The January/February 2008 issue of American Libraries includes an article that I appreciated and enjoyed, for it really speaks to what has happened in my life and in my library. It is entitled "Librarians in the Jury Box: Why Do Information Professionals Make Such Desirable Jurors?" by Nancy Kalikow Maxwell. It can be found on pages 50 to 54.
It has not happened recently, but the staff at my library has often gotten jury notices. In Cook County, Illinois, the jury system has a one day or one trial call. If you do not get assigned to a jury the day of your call, you are released. If you do, you serve until the case is done. Most of the staff has gone for the one day, or even no days, when there is a phone number to call ahead to see if any juries will actually be selected that day.
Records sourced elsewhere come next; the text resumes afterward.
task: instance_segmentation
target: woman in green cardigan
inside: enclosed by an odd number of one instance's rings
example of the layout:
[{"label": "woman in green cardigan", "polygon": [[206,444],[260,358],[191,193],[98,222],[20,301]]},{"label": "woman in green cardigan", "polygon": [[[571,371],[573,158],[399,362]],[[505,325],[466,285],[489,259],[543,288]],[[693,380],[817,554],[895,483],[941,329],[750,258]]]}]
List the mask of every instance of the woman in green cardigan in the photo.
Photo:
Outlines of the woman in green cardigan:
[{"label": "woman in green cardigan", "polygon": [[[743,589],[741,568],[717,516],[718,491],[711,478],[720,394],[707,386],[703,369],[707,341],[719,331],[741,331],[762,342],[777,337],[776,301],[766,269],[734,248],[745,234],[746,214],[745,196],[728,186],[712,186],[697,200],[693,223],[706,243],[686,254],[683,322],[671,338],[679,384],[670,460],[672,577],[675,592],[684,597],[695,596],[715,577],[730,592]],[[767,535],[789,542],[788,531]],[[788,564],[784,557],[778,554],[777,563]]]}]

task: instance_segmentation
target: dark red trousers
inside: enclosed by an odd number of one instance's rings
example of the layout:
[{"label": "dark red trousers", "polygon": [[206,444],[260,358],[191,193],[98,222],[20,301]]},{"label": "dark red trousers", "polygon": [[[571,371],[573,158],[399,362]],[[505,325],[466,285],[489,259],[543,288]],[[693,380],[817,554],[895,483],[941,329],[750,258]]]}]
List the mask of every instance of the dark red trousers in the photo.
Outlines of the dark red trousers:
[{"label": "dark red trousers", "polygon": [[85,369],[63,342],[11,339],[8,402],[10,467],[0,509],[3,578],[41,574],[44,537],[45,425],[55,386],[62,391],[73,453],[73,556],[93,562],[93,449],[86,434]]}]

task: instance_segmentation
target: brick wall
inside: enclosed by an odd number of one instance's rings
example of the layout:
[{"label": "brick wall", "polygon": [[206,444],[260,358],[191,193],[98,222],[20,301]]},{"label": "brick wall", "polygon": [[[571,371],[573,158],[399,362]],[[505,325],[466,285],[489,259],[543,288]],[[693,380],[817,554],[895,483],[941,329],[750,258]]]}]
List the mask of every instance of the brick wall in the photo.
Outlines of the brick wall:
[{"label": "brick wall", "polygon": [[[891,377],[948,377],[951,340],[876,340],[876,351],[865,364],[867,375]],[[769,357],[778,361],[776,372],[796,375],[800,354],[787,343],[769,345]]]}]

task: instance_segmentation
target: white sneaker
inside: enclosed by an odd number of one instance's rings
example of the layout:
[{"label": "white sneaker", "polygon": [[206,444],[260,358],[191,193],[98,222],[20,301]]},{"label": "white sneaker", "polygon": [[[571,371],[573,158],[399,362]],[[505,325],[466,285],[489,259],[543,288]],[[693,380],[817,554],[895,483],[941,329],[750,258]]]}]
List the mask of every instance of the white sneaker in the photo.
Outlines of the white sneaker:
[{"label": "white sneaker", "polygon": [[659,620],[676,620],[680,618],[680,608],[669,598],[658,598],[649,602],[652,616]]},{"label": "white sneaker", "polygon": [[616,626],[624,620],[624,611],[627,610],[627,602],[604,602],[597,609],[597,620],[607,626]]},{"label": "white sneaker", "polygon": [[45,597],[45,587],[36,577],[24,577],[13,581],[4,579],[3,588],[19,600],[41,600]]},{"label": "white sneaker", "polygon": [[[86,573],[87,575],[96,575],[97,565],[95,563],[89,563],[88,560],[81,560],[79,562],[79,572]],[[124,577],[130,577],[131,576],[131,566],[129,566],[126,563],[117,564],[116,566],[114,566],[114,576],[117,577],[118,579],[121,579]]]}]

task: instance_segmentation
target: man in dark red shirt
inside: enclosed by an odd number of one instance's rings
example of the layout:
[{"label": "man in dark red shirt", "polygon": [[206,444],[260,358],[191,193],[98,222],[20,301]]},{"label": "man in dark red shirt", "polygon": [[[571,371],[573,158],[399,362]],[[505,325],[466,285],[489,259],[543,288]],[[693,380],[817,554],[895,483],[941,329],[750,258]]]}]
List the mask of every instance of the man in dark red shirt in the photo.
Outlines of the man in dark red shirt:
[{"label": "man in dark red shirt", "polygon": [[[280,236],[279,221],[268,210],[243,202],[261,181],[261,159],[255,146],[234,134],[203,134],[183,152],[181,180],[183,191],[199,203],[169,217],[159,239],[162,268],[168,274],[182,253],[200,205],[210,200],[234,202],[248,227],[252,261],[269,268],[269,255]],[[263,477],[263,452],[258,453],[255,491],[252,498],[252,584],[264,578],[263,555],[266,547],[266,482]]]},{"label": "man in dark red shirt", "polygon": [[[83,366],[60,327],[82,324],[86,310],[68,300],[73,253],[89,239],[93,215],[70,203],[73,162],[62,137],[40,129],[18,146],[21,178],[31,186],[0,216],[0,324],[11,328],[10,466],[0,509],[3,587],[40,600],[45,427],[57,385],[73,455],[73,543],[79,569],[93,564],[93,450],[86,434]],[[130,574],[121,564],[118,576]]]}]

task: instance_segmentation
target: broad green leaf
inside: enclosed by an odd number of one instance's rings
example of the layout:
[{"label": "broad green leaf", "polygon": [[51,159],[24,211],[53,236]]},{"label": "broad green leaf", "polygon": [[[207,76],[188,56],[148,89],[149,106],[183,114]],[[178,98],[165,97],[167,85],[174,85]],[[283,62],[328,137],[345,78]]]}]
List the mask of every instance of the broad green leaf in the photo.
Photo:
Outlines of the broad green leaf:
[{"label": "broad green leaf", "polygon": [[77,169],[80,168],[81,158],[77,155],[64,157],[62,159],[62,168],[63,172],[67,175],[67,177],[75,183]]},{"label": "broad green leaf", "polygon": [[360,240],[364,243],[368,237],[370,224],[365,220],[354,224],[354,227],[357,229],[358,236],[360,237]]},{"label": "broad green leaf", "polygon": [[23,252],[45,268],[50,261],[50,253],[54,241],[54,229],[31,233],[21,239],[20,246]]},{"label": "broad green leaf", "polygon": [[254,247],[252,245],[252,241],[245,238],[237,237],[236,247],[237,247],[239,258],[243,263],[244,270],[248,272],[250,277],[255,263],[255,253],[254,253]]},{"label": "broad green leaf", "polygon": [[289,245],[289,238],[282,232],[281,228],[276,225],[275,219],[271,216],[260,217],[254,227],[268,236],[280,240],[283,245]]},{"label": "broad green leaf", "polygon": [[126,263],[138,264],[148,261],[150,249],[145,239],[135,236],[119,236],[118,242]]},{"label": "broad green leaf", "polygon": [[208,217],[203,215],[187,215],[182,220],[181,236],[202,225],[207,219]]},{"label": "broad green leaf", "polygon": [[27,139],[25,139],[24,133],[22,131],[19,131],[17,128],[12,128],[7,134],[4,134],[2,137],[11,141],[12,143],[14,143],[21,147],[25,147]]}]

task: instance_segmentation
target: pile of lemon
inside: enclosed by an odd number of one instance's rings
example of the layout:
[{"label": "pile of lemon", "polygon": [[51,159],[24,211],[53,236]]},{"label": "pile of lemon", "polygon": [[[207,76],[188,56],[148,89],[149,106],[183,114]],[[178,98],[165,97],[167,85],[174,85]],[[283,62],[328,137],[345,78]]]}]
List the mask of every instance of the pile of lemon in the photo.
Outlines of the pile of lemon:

I have twice been interviewed by attorneys in the jury selection process and was selected both times. So, I'm two for two. In both cases many prospective jurors were being rejected, and I was retained after only a few quick questions. Maybe Maxwell is correct in saying that attorneys readily accept librarians.
The first case I served on concerned assault and battery. The defense attorney tried to discredit the witnesses but failed. The case took three days, and we found the defendant guilty.
The second was a medical malpractice case. The doctor being sued was not on the scene when an infant was injured during emergency delivery. It was the doctor's weekend off. The claim was that he had not filled out a form completely at one of the mother's prior examinations. The jury decided the form was irrelevant in the emergency delivery. The case took five days, and we found the doctor innocent.
Both experiences were very education and satisfying, and I would readily serve again. It would be interesting to hear other librarians report on their experiences as jurors. Have many of us served on juries?